Robert John Welch (1859-1936), official photographer for Harland & Wolff [Public domain]

 

6. A Dutch colonial style was the inspiration of this cabin B-59.

Robert John Welch (1859-1936), official photographer for Harland & Wolff [Public domain]

 

7. The Titanic was the first to have a heated swimming pool on a sailing vessel. 

Bernard Walker Dodd, Mead and Company, New York [Public domain]

 

8. Found on the First Class Promenade was an elegant coffee show called the Café Parisien.

Robert John Welch (1859-1936), official photographer for Harland & Wolff [Public domain]

 

9. Rich wood-paneled walls and luxurious fabrics were used in the First Class Lounge.

Robert John Welch (1859-1936), official photographer for Harland & Wolff [Public domain]

 

10. A reading and writing room was built for the women in First Class where they could play cards and socialize throughout the day. 

Robert John Welch (1859-1936), official photographer for Harland & Wolff [Public domain]

11. There was a fitness gym for the men in First Class, as well.

Robert John Welch (1859-1936), official photographer for Harland & Wolff [Public domain]

 

12. This was the smoking room for the Second Class passengers on the ship.

Robert John Welch (1859-1936), official photographer for Harland & Wolff [Public domain]

13. The upgraded version of the smoking room in First Class was outfitted with mahogany walls and mother of pearl details.

William Herman Rau (1855-1920) [Public domain]

 

14. The ship’s captain, Edward J. Smith, from Staffordshire, England, was one of the most experienced sea captains and had intended to retire after the Titanic’s maiden voyage. 

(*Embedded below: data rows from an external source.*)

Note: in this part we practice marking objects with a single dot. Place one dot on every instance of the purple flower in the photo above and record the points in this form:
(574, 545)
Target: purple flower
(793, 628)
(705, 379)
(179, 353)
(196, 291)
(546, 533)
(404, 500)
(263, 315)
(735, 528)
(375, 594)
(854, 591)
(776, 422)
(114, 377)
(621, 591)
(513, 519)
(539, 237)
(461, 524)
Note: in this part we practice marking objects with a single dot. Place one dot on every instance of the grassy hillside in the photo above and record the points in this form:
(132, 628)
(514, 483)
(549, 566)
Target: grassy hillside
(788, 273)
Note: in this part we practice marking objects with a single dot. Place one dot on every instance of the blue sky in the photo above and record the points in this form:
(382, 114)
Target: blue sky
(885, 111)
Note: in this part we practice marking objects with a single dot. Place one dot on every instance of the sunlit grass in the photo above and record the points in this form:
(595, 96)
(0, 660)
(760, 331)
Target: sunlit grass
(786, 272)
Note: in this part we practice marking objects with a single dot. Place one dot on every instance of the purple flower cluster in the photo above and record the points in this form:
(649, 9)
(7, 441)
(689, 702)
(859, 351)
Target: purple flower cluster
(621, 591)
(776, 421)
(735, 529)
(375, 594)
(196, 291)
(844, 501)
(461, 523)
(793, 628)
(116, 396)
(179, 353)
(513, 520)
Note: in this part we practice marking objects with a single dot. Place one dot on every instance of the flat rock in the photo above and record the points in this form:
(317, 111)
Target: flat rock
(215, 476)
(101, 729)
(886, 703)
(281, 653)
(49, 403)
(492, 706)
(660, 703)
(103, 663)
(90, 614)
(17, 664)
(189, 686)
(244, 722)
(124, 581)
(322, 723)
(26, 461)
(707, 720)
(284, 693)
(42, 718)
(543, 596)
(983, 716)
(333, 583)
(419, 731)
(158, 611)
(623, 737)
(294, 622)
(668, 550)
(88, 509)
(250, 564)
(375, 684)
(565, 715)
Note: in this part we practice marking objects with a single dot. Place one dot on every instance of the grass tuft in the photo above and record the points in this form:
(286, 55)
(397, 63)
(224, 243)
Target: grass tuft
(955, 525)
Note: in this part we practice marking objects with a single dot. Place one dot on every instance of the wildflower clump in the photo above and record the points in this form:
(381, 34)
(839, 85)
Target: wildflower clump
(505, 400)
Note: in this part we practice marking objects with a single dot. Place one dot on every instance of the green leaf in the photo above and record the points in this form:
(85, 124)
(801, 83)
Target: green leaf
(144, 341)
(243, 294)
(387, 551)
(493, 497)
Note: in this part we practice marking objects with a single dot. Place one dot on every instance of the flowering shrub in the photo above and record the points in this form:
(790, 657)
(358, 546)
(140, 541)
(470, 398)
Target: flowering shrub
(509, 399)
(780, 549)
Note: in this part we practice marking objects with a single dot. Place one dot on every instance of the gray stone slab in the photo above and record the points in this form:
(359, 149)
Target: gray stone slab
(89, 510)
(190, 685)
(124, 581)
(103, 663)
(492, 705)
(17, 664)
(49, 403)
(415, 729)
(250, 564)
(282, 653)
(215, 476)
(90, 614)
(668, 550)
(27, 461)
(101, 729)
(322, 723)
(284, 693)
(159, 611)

New York Times [Public domain]

 

15. These were the surviving officers of the Titanic.

See page for author [Public domain]

 

16. First Class passenger Rosalie Ida Blun Straus died in the sinking, and her body was not recovered.

See page for author [Public domain]

 

17. The Goodwin family, also onboard the ship, did not survive.

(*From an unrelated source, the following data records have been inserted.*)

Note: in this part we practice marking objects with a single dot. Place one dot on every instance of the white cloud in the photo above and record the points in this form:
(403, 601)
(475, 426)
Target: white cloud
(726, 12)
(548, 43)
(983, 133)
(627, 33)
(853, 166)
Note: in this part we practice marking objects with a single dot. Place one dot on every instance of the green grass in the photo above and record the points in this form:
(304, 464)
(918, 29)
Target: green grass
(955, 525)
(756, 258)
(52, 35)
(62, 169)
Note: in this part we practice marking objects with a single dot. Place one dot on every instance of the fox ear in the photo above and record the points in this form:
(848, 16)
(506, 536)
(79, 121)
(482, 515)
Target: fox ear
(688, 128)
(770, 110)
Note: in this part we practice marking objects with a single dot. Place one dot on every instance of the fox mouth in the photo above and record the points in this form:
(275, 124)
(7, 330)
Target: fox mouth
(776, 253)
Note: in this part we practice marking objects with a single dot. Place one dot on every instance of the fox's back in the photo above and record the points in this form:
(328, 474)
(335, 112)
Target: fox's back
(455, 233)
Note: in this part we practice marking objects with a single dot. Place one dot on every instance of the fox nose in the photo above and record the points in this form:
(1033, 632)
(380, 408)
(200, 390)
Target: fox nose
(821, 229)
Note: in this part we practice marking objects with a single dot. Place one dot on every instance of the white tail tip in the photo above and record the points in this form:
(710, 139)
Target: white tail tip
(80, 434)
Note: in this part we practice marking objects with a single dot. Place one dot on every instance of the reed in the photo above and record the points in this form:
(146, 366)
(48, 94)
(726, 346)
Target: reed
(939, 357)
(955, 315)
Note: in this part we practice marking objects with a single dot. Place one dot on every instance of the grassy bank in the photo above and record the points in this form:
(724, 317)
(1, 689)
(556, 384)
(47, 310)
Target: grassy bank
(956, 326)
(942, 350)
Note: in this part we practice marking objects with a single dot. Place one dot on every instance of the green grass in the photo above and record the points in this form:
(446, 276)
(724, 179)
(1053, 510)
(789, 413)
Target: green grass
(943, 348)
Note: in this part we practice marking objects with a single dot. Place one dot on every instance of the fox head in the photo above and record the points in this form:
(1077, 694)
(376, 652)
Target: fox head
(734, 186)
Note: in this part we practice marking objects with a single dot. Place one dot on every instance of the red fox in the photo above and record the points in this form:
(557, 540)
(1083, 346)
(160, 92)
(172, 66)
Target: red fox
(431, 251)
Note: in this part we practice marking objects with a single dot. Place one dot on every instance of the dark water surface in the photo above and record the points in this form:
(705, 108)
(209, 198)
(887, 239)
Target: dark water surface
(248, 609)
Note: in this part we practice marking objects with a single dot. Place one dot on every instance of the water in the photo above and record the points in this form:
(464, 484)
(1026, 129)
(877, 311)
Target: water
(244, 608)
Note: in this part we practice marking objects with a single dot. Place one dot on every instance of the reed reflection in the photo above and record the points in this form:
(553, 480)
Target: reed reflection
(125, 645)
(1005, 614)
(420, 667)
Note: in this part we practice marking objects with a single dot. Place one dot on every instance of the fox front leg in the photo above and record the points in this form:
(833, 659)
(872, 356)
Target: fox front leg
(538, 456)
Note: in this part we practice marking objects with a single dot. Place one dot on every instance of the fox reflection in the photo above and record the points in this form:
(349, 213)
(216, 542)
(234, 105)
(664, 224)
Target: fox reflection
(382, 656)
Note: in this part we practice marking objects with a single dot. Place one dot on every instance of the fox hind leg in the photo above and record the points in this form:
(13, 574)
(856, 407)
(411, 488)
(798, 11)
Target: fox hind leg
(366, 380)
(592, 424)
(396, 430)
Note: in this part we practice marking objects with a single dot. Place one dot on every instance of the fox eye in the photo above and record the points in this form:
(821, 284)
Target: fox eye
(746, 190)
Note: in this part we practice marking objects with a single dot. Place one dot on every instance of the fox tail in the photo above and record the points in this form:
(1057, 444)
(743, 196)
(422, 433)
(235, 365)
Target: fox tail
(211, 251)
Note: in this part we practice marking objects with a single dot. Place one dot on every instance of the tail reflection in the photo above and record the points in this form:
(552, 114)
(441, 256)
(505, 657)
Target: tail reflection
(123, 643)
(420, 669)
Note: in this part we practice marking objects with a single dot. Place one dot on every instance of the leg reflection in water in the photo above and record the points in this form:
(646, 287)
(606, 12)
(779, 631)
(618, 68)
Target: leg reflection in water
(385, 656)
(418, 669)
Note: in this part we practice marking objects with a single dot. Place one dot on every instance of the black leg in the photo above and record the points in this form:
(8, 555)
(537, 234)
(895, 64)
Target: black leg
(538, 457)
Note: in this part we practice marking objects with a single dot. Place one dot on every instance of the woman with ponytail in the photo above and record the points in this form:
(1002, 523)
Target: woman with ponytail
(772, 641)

See page for author [Public domain]

 

18. Irish Jesuit priest and photographer Francis Browne took photos of the Titanic and some of its passengers. 

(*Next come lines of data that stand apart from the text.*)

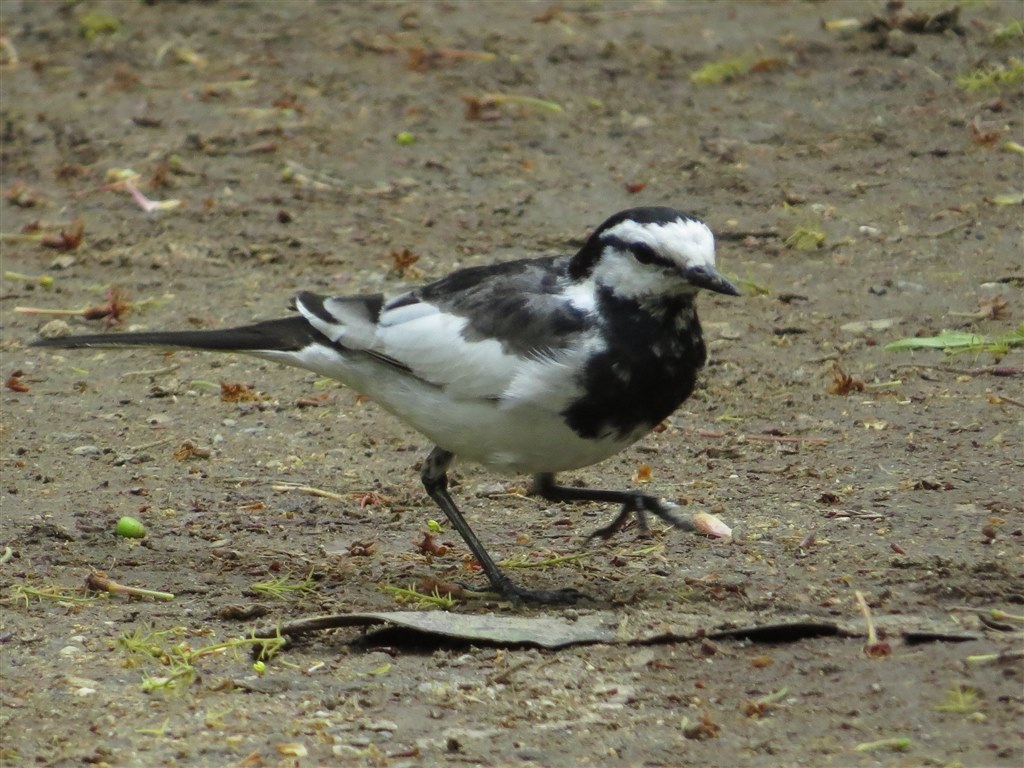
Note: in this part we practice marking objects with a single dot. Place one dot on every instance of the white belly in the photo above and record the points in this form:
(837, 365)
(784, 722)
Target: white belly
(525, 435)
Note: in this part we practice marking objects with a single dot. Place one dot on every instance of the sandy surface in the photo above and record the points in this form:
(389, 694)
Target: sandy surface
(276, 126)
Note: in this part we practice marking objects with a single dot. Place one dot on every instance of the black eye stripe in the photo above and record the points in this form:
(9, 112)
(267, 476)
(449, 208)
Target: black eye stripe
(641, 251)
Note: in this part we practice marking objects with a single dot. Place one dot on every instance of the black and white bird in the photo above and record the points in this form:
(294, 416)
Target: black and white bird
(537, 366)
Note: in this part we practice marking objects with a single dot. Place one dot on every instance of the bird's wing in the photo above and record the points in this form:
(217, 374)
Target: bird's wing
(472, 333)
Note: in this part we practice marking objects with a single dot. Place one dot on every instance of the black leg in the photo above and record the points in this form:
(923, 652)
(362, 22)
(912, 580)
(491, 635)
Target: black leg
(634, 503)
(434, 476)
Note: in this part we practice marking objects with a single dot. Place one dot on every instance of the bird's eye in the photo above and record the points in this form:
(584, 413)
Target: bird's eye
(643, 253)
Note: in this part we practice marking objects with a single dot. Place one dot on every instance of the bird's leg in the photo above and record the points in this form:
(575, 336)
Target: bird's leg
(634, 503)
(434, 476)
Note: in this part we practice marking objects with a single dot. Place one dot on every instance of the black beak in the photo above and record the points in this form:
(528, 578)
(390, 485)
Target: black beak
(710, 279)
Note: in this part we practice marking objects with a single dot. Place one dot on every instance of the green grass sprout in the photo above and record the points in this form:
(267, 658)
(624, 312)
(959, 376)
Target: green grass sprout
(412, 595)
(958, 342)
(806, 238)
(284, 588)
(993, 77)
(960, 700)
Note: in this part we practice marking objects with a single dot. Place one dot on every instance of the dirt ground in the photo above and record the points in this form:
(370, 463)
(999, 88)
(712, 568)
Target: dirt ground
(367, 146)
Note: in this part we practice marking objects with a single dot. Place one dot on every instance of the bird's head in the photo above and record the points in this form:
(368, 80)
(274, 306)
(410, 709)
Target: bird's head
(648, 253)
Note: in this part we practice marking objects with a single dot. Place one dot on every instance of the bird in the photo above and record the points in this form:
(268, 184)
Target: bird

Father Browne [Public domain]

19. Calm seas made it difficult to spot icebergs, and many survivors said the sea was unusually flat, like glass. 

http://ibnlive.in.com/photogallery/3770-1.html [Public domain]

 

20. Frederick Spedden and his son, Douglas, were among the First Class passengers that survived.

Фрэнк Браун [Public domain]

21. This lifeboat made it to the Carpathia ship.

passenger on the Carpathia [Public domain]

22. The Titanic had its last port of call in Queenstown, Ireland, now called Cobh, Ireland.

See page for author [Public domain]

 

Aside from the precious lives lost on the ship, many priceless artifacts were also lost to the sea. The wealthiest passengers on board the vessel brought with them their family treasures, as they hoped to sail to America and start their new life there.